What struck me was the sheer scale of the Holocaust and how industrialised and mechanised the process of killing people became at Auschwitz. It was not hot-blooded brutality. It happened in a planned way, with some people designing the process of death and others carrying it out. We were not prepared for the impact that it had on us.

Each of the six million people ruthlessly exterminated in this way in the course of the Second World War were individuals, with personal hopes, dreams, and stories. They had belongings such as the assortment we saw at Auschwitz - suitcases confiscated by the Nazis, with names, dates of birth, and addresses. There were piles of real human hair, plaits with ribbons, ponytails cut from fathers and sons, mothers and daughters, grandparents - families no different from ours. My son remarked how many suitcases belonged to people younger than him. 

We saw the empty containers of chemicals. We saw where people were piled together to await extermination. I barely fitted inside the isolation cell. The experience was very emotional. My son said he realised that hearing about history is not like witnessing it in person.

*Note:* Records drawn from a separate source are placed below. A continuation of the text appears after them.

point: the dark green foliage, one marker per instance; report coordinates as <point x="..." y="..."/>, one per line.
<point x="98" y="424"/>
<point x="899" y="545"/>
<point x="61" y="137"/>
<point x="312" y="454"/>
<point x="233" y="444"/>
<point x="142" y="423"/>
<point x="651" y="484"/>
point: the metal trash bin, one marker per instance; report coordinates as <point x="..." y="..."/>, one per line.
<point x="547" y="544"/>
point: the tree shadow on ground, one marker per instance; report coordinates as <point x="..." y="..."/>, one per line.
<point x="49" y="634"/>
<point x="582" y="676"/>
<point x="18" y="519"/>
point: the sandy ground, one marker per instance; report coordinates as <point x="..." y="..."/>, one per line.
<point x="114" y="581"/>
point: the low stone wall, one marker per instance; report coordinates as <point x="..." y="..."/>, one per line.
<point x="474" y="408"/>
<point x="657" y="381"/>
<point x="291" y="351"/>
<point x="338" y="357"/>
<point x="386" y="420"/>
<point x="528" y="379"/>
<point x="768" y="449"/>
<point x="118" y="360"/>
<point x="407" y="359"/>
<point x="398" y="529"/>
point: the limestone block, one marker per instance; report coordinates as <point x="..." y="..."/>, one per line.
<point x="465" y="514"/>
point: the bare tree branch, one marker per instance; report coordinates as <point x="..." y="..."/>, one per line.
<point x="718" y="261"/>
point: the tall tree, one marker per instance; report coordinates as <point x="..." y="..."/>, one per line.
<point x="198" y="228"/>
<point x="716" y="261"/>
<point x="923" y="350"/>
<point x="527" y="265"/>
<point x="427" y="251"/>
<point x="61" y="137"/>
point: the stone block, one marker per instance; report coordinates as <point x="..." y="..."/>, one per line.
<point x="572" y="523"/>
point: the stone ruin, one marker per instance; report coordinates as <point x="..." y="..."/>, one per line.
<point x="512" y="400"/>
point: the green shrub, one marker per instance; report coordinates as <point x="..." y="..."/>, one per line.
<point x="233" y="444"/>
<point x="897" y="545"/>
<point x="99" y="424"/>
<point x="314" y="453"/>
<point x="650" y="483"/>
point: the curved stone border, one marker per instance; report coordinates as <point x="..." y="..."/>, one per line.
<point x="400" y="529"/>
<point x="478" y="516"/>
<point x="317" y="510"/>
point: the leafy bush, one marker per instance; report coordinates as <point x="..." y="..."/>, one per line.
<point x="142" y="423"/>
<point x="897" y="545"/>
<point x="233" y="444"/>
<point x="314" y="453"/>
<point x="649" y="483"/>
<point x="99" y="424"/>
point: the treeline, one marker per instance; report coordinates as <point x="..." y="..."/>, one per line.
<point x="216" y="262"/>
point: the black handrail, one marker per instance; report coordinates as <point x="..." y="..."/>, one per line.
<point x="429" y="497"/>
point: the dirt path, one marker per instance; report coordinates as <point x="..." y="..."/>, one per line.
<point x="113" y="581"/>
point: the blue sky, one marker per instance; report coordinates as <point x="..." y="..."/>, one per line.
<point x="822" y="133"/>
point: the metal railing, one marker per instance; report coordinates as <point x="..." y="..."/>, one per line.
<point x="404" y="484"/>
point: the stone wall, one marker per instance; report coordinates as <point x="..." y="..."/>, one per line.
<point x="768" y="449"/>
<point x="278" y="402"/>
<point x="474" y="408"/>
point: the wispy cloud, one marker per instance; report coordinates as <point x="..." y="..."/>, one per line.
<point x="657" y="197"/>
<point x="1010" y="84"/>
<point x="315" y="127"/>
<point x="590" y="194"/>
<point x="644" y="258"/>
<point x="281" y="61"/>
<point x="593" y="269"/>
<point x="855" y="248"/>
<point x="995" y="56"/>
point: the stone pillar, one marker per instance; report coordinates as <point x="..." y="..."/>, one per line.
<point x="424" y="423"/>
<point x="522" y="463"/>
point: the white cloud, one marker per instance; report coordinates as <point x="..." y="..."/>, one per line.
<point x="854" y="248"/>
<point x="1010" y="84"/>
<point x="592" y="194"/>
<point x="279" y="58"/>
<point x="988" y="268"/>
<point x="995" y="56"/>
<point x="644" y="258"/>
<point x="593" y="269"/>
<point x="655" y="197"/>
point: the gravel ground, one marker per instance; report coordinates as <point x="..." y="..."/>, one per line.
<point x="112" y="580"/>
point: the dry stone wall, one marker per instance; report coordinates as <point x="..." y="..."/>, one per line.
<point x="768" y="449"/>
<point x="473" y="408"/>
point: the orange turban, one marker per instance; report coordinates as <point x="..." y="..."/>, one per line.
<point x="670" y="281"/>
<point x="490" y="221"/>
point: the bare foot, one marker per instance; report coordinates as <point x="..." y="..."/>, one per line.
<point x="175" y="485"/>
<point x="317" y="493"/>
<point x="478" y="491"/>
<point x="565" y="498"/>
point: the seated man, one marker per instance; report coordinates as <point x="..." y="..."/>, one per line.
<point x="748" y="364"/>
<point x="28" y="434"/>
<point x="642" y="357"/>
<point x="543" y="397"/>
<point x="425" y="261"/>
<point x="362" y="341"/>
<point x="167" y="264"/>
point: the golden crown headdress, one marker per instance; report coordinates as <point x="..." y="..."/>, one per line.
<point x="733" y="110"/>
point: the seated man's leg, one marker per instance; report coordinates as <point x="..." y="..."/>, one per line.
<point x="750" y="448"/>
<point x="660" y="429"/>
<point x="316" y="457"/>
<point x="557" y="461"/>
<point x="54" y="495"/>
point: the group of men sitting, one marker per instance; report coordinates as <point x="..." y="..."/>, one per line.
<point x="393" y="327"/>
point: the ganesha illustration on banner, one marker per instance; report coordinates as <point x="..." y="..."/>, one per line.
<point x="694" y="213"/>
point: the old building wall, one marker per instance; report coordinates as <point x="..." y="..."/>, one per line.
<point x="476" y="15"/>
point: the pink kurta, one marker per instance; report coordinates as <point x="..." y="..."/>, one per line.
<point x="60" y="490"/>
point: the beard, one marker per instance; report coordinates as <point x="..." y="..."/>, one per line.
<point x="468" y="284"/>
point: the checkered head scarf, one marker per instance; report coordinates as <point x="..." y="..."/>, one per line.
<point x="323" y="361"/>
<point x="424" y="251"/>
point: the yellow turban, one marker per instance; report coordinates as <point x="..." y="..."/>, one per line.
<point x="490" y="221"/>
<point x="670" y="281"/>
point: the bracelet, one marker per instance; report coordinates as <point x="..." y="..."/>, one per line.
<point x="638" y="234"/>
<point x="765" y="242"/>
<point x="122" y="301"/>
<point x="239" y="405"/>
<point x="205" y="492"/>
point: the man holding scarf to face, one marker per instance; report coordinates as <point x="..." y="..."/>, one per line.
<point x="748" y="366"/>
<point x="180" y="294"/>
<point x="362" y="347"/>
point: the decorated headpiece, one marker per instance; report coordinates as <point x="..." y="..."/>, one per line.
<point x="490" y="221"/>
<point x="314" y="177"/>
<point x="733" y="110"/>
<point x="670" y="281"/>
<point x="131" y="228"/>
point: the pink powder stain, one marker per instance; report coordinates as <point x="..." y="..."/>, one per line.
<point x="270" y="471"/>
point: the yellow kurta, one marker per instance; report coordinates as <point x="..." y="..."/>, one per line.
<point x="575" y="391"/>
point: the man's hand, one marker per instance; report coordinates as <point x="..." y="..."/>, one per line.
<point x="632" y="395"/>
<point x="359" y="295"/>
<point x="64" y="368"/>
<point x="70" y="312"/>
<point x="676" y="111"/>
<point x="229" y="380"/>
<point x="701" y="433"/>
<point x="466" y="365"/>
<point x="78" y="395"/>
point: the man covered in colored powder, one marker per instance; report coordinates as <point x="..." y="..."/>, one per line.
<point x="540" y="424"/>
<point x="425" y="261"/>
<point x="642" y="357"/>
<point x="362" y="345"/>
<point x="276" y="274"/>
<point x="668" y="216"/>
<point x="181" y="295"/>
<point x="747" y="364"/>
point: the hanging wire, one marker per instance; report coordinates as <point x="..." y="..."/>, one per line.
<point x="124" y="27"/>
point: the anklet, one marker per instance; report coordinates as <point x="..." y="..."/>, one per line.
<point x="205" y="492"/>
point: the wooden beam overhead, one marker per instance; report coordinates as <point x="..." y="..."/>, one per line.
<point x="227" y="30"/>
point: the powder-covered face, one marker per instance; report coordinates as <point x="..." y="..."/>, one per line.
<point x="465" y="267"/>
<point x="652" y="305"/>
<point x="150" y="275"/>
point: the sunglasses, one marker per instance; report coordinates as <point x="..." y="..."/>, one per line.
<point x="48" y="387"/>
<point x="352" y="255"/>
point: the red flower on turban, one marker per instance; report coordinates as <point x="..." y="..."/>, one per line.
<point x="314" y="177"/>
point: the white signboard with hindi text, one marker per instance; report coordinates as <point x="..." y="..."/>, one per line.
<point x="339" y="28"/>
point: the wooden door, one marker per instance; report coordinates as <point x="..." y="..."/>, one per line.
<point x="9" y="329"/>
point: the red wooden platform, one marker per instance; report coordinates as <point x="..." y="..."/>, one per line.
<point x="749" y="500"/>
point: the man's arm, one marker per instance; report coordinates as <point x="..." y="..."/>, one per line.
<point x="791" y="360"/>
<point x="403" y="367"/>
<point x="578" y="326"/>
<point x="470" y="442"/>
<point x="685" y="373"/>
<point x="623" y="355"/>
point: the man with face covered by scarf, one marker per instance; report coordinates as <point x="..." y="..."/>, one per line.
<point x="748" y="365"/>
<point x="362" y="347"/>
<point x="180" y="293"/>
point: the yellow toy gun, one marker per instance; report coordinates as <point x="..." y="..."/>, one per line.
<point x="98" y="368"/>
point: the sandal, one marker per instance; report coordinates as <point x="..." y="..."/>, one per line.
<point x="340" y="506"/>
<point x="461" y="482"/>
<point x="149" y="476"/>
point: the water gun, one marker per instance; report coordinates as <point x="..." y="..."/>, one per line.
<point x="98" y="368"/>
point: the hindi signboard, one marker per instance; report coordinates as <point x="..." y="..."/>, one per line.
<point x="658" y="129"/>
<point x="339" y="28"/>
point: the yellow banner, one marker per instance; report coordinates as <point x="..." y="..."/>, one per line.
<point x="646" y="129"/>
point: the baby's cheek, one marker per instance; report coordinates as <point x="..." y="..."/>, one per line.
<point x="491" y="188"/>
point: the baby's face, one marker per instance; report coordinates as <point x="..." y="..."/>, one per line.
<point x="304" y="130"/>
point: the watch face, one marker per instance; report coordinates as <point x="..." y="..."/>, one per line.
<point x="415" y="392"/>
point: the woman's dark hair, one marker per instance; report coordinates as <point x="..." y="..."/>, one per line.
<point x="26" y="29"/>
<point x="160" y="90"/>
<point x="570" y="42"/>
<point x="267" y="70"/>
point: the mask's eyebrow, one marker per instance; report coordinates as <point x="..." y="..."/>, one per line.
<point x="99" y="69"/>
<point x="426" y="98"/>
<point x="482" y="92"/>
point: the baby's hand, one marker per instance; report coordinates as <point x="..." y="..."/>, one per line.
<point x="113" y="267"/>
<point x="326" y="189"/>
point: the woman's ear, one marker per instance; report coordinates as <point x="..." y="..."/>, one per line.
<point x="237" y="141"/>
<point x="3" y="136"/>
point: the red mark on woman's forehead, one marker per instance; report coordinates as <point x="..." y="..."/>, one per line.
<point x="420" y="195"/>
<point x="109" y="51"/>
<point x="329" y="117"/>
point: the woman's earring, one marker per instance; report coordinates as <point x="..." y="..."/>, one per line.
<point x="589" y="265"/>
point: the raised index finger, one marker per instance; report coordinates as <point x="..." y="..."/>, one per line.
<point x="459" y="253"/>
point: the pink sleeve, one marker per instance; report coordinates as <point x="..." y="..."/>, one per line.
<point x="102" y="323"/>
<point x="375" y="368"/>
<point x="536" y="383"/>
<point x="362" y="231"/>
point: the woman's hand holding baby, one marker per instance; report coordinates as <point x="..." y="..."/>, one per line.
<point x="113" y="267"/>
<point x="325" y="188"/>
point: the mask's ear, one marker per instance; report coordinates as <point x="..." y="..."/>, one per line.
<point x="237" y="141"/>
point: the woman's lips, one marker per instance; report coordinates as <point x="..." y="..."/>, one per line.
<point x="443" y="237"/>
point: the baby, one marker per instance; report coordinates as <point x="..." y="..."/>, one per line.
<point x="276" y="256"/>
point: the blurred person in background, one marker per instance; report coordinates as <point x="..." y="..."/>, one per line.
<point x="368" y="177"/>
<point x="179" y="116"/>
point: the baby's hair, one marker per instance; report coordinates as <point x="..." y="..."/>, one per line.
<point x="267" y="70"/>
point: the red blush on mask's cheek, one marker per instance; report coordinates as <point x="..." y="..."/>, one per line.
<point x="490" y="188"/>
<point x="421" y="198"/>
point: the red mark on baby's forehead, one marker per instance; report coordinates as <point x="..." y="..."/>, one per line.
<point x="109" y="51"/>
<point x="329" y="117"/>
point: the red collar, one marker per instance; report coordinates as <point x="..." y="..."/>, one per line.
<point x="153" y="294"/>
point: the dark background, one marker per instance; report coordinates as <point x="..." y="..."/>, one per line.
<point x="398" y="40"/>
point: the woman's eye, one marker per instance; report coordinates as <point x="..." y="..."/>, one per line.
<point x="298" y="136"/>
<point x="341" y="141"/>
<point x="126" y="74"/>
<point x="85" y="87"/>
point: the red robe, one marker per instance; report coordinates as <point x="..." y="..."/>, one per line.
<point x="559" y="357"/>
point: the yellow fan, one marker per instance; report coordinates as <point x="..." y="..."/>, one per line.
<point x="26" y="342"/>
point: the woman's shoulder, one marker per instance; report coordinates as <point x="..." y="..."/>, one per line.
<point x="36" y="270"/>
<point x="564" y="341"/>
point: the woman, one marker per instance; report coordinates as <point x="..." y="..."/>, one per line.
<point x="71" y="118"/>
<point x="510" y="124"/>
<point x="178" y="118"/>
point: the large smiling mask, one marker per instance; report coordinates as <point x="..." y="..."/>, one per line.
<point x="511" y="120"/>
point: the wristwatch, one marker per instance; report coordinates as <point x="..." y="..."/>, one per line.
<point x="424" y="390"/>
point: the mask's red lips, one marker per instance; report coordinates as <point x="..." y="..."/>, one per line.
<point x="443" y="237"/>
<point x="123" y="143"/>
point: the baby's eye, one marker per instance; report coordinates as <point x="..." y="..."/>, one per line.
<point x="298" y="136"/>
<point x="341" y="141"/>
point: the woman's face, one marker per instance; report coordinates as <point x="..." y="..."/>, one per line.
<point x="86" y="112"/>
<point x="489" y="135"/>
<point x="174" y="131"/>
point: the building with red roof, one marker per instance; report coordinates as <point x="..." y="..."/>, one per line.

My classes agreed that we must never give up trying to improve our society and that every single person has to open his or her mind and stand up against discrimination. They stressed the importance of remembering the Holocaust today. It isn’t just a historical fact to be learned, but a lesson that prejudice, hate and intolerance can turn into the destruction of individual lives.
 
As the poet George Santayana wrote, “Those who do not remember history are doomed to repeat it.”